A few months ago, I was walking around my neighborhood when I ran into two young men with whom I went to college. I hadn’t seen them since they had graduated the year before I did, but we were — or had at some point been — Facebook friends, and we stood on the corner catching each other up on what was going on in our lives. Because we live in America — and because we live in New York — one of the first questions one of them asked me was what I’m doing for a living these days. Sort of. He actually phrased it like this:
“So, are you still writing for that rabid feminist website?”
What happened next was a classic instance of what the French used to call l’esprit d’escalier; staircase brain, or the experience of having the perfect rejoinder to a dinner table quip come to you as you’re heading upstairs to go to bed. What I wish I had said in response to his aggressively jocular question was something along the lines of, “You mean, am I still the Senior Editor at the world’s most read feminist publication, a blog that’s been recognized by the Columbia Journalism Review and the Sidney Hillman Foundation, and that’s helped launch the careers of several of the nation’s most high profile feminists? Yes, I am.”
I don’t remember what I actually said, but I know it wasn’t nearly as snarky, pointed, or as shame-inducing as the guy deserved after belittling my work — and that of my colleagues — in such a flagrant way.
This isn’t an uncommon experience for those of us with experience journalism while female. That’s a term that’s been thrown around a lot in the last week, since the news broke that the New York Times had fired its first ever woman Executive Editor, Jill Abramson, after she reportedly took issue with the fact that she was being paid less than her male predecessors and less than at least one of her male subordinates. The organization Women, Action, and the Media has started collecting stories of people’s experiences of journalism while female, and they’re not pretty: bosses who come on to you, female colleagues you urge you to stay home with your kids even when you’ve expressed a desire to come back to work, male coworkers who tell you that sources will only talk to you because they want to sleep with you — and sources who prove them right. My former colleague and role model Ann Friedman wrote a few months ago about The Island, an imaginary place that she and her journalist friends invented to send all the creepy male bosses they’ve ever had. “The Island became a code for telling each other who was a good guy and who was a bad guy — which upper-masthead men actually wanted to mentor us, and which ones just wanted the thrill of having a cocktail with an attractive younger woman under the guise of professionalism,” she wrote. “Watch out, that guy’s totally on The Island,” they’d warn each other.
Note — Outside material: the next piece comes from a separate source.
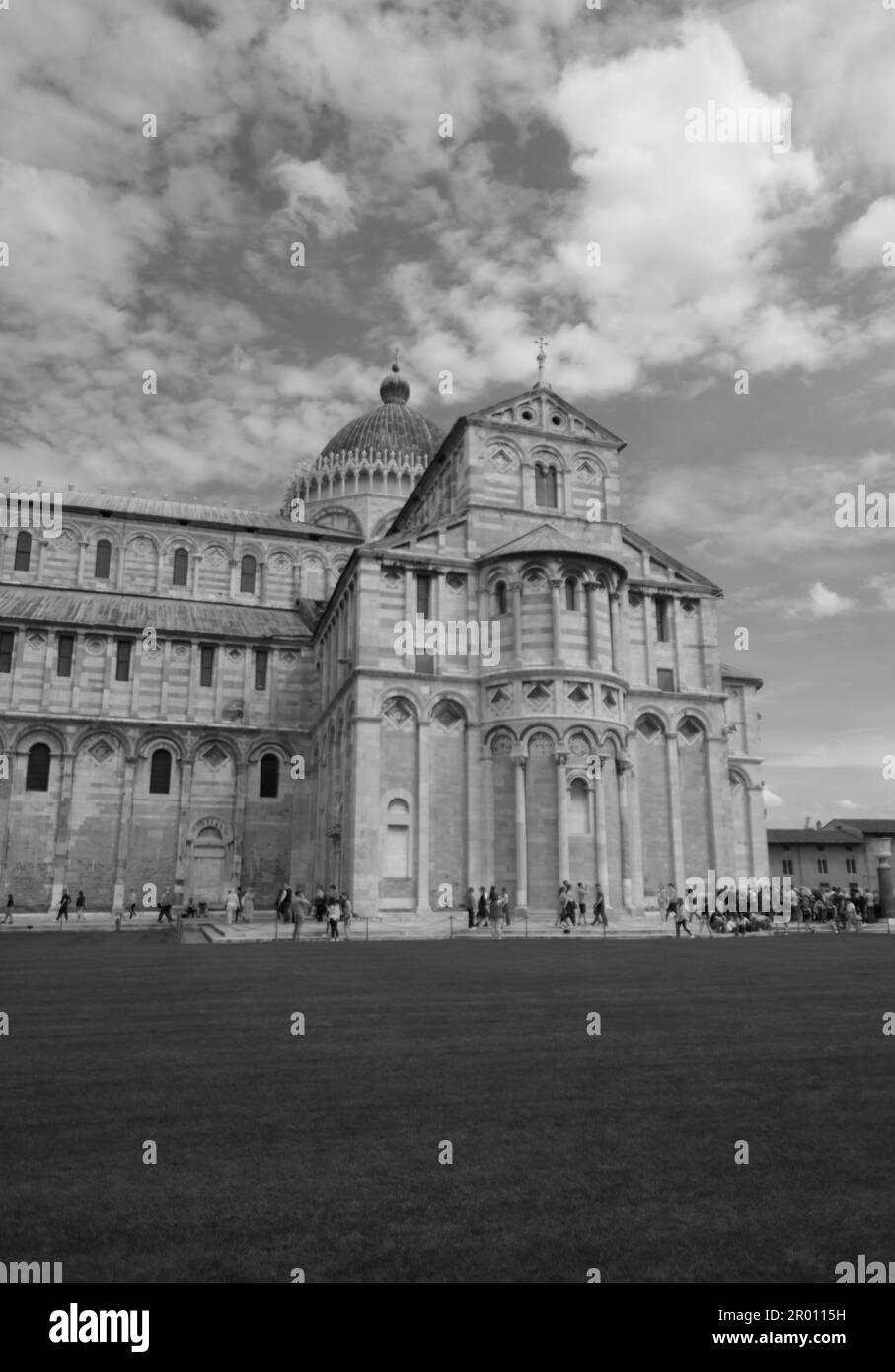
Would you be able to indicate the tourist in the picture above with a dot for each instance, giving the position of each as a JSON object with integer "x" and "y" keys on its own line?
{"x": 680, "y": 918}
{"x": 493, "y": 913}
{"x": 334, "y": 911}
{"x": 599, "y": 908}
As I learned from my cozy street corner catchup session with two guys who work outside of my industry, it’s not just within journalism that women have to journalism while female. We have to defend our right to exist in the field even with people who are outside of the field, especially if we do “girly” kinds of journalism. If I wrote about US-China relations or about derivatives markets, for instance, I’d certainly have to contend with the idea that women don’t know the first thing about international relations or about Wall Street. But when you write about gender, sex, body image, pop culture, and the other things I write about, the sense that you’re unserious is compounded; not only are you a woman, but you write about frivolous feminine topics.
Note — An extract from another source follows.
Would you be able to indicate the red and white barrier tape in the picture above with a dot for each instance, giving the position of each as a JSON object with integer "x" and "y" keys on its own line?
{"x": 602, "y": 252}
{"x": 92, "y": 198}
And it doesn’t only apply to journalists: Danielle Steele, the romance novelist whose name is synonymous with romance novels, recently wrote about how men outside of publishing and writing talk about her career. “I run into a man I know or meet at a dinner party for the first time in a long time. After hello, they open with, ‘So, are you still writing?’…What this does is that it immediately puts my writing into the category as a hobby. As in, are you still taking piano lessons, doing macrame, have a parrot?” Steele, whose books belong to the girliest of genres, argues that this is a question you only ask when you think that someone’s work isn’t real work — or when you’re trying to make it seem so in order to make it feel less threatening:
I never say to guys, “So are you still a lawyer? A doctor? A brain surgeon?” They would think I’m nuts if I did. But men who are annoyed by women’s success in business have to find a way to put them down. And what better way to insult someone than minimize what they do, imply that it’s really insignificant, and inquire if they’re still doing it?
All this ran through my head as I walked away from that street corner and away from the guy who had reduced the last five years of my work to a silly little hobby.
I wish I could tell you how I responded. I think I was so taken aback that this smart, progressive guy had said something so stupid, and was so clearly uncomfortable with the idea of feminist journalism, that I just laughed and changed the subject. It’s not a mistake I’ll make again; after five years of doing journalism while female, I really ought to have a response to comments like those in my back pocket, ready to pull out whenever I need it. No more esprit d’escalier for me.
Am I still writing for that rabid feminist website? Yes sir, I am. It’s not a hobby; it’s my job. You know, just like you’re a full-time dickhead.